A lab that isn't able to quickly make use of the literature is at a competitive disadvantage.
Find out what’s missing from the analyses of your transcriptomic datasets.
The biomedical literature record within PubMed is a rich source of associative information but it is too vast to permit comprehensive manual review. Since 1990 there are > 20 million new publications, 12.5 million mention one or more human genes, 8.5 million mention one or more pathways, 2.2 million discuss neoplastic diseases, 1.5 million discuss CVD and so on. And modern high content genomic technologies are producing data at rates that outpace meaningful interpretation by legacy analysis platforms and bioinformatics techniques.
We have created Literature Lab™, the only data mining platform that identifies statistically significant associations between gene lists and key concepts in the literature.
WHY IS LITERATURE LAB’S APPROACH TO GENE DATASET ENRICHMENT SO IMPORTANT?
Virtually all annotation engines, no matter what their algorithm is - some take gene lists and work on those, some, like GSEA, take the entire data set of change values...what they are working with is finite groups of genes.
What they do is simply map those genes into your data whether it is a gene list, or a full data set and simply ask: “Is this gene set doing something non-random?” This approach does have value, for example, consider a good tool like DAVID - it has a good search algorithm and ranking system and large databases. It is fast and it can evaluate a gene list and look for enrichment (non-random patterns) scanning through every list in its database. However, this approach, is completely dependent on the nature of the constituent gene lists. So where do gene lists come from? Well they come from different types of information, e.g.: GO. The GO categories simply try to locate genes into bins of functional significance/relatedness. There's nothing wrong with that, but those lists are all finite...once you are in that tnf-alpha pathway, that's it...they have 35 genes in that pathway, job done.
Literature Lab™ finds enrichment in real time between the literature and the gene data set, and the analysis is totally unique to that gene list. It is not dependent on any a priori knowledge. Every one of your gene lists has unique qualities – and is accordingly viewed as a unique entity in the Literature Lab™ PLUS analysis.
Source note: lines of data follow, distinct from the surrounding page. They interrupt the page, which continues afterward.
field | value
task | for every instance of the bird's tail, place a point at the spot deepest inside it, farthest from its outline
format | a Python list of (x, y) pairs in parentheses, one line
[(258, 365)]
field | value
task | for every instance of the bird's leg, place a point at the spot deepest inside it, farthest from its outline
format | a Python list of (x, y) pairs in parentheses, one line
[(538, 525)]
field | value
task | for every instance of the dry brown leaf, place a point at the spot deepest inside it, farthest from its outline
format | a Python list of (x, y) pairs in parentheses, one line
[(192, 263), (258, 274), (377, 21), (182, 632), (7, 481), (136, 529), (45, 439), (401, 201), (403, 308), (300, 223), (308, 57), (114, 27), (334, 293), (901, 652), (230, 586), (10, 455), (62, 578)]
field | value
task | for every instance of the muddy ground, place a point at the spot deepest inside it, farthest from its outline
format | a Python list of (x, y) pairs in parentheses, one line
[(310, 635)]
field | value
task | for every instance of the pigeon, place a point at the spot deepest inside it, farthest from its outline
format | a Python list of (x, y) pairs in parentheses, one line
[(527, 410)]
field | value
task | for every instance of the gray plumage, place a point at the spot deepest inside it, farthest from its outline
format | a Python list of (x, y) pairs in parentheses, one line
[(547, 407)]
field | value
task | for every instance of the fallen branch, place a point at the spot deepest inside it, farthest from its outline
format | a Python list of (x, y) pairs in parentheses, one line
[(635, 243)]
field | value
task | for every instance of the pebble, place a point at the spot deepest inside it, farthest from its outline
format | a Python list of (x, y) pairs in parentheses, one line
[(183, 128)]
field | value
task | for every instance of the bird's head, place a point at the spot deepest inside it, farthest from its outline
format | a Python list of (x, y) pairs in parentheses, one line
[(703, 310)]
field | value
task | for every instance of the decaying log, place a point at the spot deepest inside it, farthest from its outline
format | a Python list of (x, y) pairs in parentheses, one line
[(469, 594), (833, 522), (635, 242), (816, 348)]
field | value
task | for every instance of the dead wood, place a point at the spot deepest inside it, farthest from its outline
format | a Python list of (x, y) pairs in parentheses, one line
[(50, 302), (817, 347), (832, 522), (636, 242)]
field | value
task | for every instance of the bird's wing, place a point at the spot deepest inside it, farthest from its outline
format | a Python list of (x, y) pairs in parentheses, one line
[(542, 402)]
For example, in the case study, below, on data from two different days Literature Lab™ was able to tease out statistically significant associations in the nitric oxide pathway (p-values .0005, .0006). Although there were some overlapping genes there was plenty of non-overlap as is shown in the report, but each list mapped separately to a nitric oxide pathway identification. This happened because the genes were associated with terms that connected with the NO pathway in the literature. Each list was unique and each one in its own right was related to NO. This is very important because Literature Lab™ PLUS didn't interrogate with a preset list of genes to say “this is the NO group, how is the data doing against this list”. The analysis is dynamic, depending on the list and the identified associations.
A Literature Lab™ Use Case
Situation: A bioinformatics expert at a major research university was asked to analyze data from a time course experiment on 7 patients. The scientist needed to “push” the data in order to see differential gene expression activity. The data proved to be uniform, and many small changes were observed to be operating in a coordinated fashion. However, standard enrichment analysis tools were unable to provide useful information about the functional roles of the gene sets.
Functional Analysis: Literature Lab™ was used to compare the data from days 3 and 7. The Nitric Oxide Signaling pathway was immediately shown to be strongly associated with both data sets, and Inflammatory Response was strongly associated with day 7. These findings were highly relevant to the biology under analysis.
Results: The view below is a composite of several Literature Lab screens showing the NOS pathway associations on both days 3 and 7. The insets list the genes driving the association at each time point, and indicate that the gene sets are not highly overlapping.
There is some overlap, but the gene sets are distinctly different.
Plotting the expression of the genes elevated in the patients vs control between days 3 and 7 clearly illustrates the differential regulation between the two phenotypes and that the drivers are the NOS signaling genes.
In this Case Study the data sets from the two days had significant non-overlap, but each one uniquely had a statistically significant association with the Nitric Oxide pathway, along with the Inflammatory Response pathway on day seven. Each list had genes that were associated with these pathways in the literature, but there were not enough canonical genes or other data in these lists to enable enrichment by conventional gene list-and ontology-based tools.
Analysis of the metabolites in the patients confirmed the associations revealed by Literature Lab™.
Note that the Use Case employed Literature Lab’s ability to show trends and identify similarities and differences in the results of multiple dataset analyses.